Elle avait été ajustée avec précision à son cou – pas assez lâche pour glisser sur sa tête, pas assez serrée pour l’étouffer. Délibérément. Contrôlée. Sa poitrine commença à se serrer, mais pas à cause de l’âge. De la prise de conscience. “Ça s’enlève”, dit-elle en retenant son souffle. “Ça s’enlève maintenant.” Rex leva les yeux vers elle, le regard fixe, comme s’il comprenait l’effort même s’il savait qu’il échouerait.

Elle se redressa lentement, balayant la poussière de ses paumes. Son esprit passait en revue les options rapidement, efficacement – comme il le faisait lorsque Michael appelait de l’étranger et qu’elle devait interpréter le ton plus que les mots. Il n’y avait qu’un seul endroit en qui elle avait confiance pour examiner la situation correctement. Le docteur Martinez. Si quelqu’un pouvait scanner l’appareil ou le couper en toute sécurité, c’était elle.
“D’accord, murmura-t-elle. “Nous allons voir Sarah.” Rex se leva immédiatement. Pas confus. Il était prêt. Elle ouvrit la portière de la voiture. Il n’a pas sauté dedans. Il a regardé au-delà d’elle. Immobile. Alerte. Un sentiment de malaise la traversa. Elle suivit son regard. Une camionnette se trouvait à l’extrémité du parking. Blanche. Sans marque. Moteur en marche. Il n’était pas là quand elle était arrivée. Ou peut-être l’avait-elle été.

La vitre du côté conducteur reflétait trop la lumière du soleil pour que l’on puisse y voir clair. Le véhicule n’était pas garé sur une place. Il était légèrement incliné, le nez pointé vers la rangée. L’attente. Rex s’approcha de sa jambe, le corps subtilement incliné entre elle et la camionnette. Son pouls s’accéléra. “Ne fais pas ça”, murmura-t-elle dans son souffle, ne sachant pas si elle parlait de la camionnette ou d’elle-même.
La camionnette resta immobile. Elle observait. Eleanor ouvrit la porte du conducteur et plaça les provisions à l’intérieur sans rompre le contact visuel avec le véhicule. “Debout”, dit-elle à voix basse. Rex grimpa sur le siège passager et s’assit bien droit, tourné vers l’avant, mais ses oreilles restaient orientées vers la camionnette. Elle ferma la portière. Elle a contourné lentement l’avant de la voiture. Elle est montée. Elle l’a immédiatement verrouillée.

Ses mains étaient stables lorsqu’elle a démarré le moteur. Elle a vérifié le rétroviseur. La camionnette ne bougeait pas. Elle passa la marche arrière. La camionnette est restée immobile. Elle est sortie de l’espace. Alors qu’elle se dirigeait vers la sortie du parking, la camionnette s’est mise à rouler vers l’avant. Pas rapidement. Pas agressive. Juste assez pour la suivre. Sa mâchoire s’est serrée. “D’accord”, dit-elle à voix basse, les yeux fixés sur le rétroviseur.
“Voyons qui a vraiment pris soin de toi.” Eleanor maintint sa vitesse en quittant Walmart, refusant de donner à la camionnette la satisfaction de la voir paniquer. Il se tenait dans son rétroviseur comme une ombre, jamais assez près pour lui forcer la main, jamais assez loin pour être une coïncidence. Rex est resté figé sur le siège passager, les oreilles en éveil, les yeux fixés sur rien.

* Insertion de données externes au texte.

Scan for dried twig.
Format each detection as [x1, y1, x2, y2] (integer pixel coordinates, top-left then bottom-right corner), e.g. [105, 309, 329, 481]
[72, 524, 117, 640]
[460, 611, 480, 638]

Elle fit deux virages rapides – Michael avait l’habitude de les appeler des “vérifications en douceur” À droite au feu. À gauche dans une rue secondaire. Elle a fait une boucle en passant devant un centre commercial. La camionnette suivait chaque mouvement avec la même précision patiente. Puis, un kilomètre avant le vétérinaire, elle est revenue sur ses pas. Pas de sortie soudaine.
Juste une lente chute derrière une autre voiture – et quand Eleanor vérifia à nouveau, il avait disparu. L’absence semblait pire que la poursuite, comme si quelque chose s’était éloigné volontairement. La clinique du docteur Martinez apparut devant elle : briques, empreintes de pattes effacées, enseigne trop joyeuse pour le mois d’octobre. Eleanor se gara près de la clinique, pour une fois. Rex sauta à terre et resta collé à sa jambe, aussi stable qu’un gardien.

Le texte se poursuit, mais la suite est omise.